I'd like to get some feedback from other admins and hopefully from the SmarterMail team as well.
We run SmarterMail in production and currently rely on two layers of protection:
- SAN-level CDP/snapshots for fast recovery
- Daily backups for disaster recovery
Overall, this works well, but one recurring issue we've encountered during restores is JSON file corruption.
Whether restoring from a SAN snapshot or from a backup, we'll occasionally end up with user JSON files that are empty, truncated, or contain invalid data.
Not surprisingly, the users most affected tend to be the busiest ones on the system, since their data is being modified more frequently.
Suspend writes API endpoint
One thing I'd really like to see is some form of backup/snapshot coordination with SmarterMail itself.
As far as I know, there is currently no API endpoint or mechanism that would allow a backup job to tell SmarterMail:
- Finish pending writes
- Temporarily stop writing data
- Confirm when it is safe to take a snapshot or backup
- Resume normal operations afterward
Having this capability would allow storage platforms and backup software to create application-consistent snapshots rather than relying entirely on crash-consistent copies. I suspect this alone would eliminate many of the JSON corruption issues seen after restores.
Archive Data of latest good json files
The second point is related to SmarterMail's JSON recovery mechanism.
From what I've observed, if SmarterMail encounters a missing or corrupted JSON file, it attempts to recover it from the Archived Data folder. This is actually a very useful feature and has saved us more than once.
The limitation is that the archived file appears to represent a previous version of the JSON rather than the latest valid version.
As a result, the recovery process succeeds, but recent changes can still be lost.

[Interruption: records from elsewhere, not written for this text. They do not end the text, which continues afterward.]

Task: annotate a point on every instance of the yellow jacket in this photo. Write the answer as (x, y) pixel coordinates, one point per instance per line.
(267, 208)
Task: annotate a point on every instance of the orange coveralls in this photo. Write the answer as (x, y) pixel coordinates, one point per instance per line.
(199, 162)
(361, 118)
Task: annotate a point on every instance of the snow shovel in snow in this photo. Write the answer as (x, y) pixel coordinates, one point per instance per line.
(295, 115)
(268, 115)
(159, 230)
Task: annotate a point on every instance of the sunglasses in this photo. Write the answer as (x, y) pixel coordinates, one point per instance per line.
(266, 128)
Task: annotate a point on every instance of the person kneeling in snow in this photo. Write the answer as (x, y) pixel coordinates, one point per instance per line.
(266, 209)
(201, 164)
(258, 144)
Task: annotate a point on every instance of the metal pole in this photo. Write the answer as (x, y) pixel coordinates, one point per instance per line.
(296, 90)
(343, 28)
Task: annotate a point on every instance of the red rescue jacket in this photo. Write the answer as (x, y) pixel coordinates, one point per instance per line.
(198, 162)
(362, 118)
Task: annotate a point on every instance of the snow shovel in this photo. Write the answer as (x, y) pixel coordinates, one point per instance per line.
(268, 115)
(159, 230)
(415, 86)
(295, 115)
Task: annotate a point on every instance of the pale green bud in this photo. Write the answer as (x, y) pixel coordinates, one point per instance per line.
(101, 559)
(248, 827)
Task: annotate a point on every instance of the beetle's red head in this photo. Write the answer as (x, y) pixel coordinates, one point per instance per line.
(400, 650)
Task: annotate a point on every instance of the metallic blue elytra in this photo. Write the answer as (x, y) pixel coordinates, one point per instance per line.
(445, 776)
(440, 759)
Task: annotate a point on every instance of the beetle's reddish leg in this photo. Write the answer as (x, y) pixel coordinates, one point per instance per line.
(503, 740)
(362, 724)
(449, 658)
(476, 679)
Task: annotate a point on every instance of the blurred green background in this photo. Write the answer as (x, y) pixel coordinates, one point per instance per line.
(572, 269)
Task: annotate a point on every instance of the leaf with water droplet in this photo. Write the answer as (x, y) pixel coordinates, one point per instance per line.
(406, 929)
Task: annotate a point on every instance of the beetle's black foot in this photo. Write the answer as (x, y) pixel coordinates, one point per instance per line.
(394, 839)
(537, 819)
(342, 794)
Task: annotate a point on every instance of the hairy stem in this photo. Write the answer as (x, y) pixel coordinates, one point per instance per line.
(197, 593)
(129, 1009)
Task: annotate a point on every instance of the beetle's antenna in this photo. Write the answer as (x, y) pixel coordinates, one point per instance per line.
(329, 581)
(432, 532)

We've experienced situations where customers lost recently added content filters or other configuration changes after a restore. SmarterMail detected the corrupted JSON and successfully rebuilt it from the archive, but the archived copy did not contain the latest modifications that existed before the backup or snapshot was taken.
From an administrator's perspective, this is much better than having a completely unusable account configuration, but it can still result in difficult conversations with users who discover that recent changes have disappeared.
It would be great if SmarterMail could also maintain a copy of the latest known-good version of these files, not only the previous version. That way, when the self-healing mechanism is triggered, it would have a better chance of restoring the most recent valid state rather than rolling back to an older configuration.
Of the two suggestions, I realize the backup coordination API is probably the larger request. It may require significant architectural work and would likely touch several areas of the product.
The JSON recovery enhancement, however, feels like a more realistic improvement since the underlying mechanisms already appear to exist. SmarterMail is already archiving these files and already knows how to recover from corruption. Extending that process to preserve the latest known-good version as well could significantly improve recovery outcomes while building on functionality that is already there today.
Maybe I'm misunderstanding part of how the archive and recovery process works internally, so if anyone from SmarterMail can clarify that, I'd be interested to hear it.
Has anyone else run into similar issues with backups, snapshots, or JSON recovery? I'd be interested to hear how other administrators are handling this.
Kind regards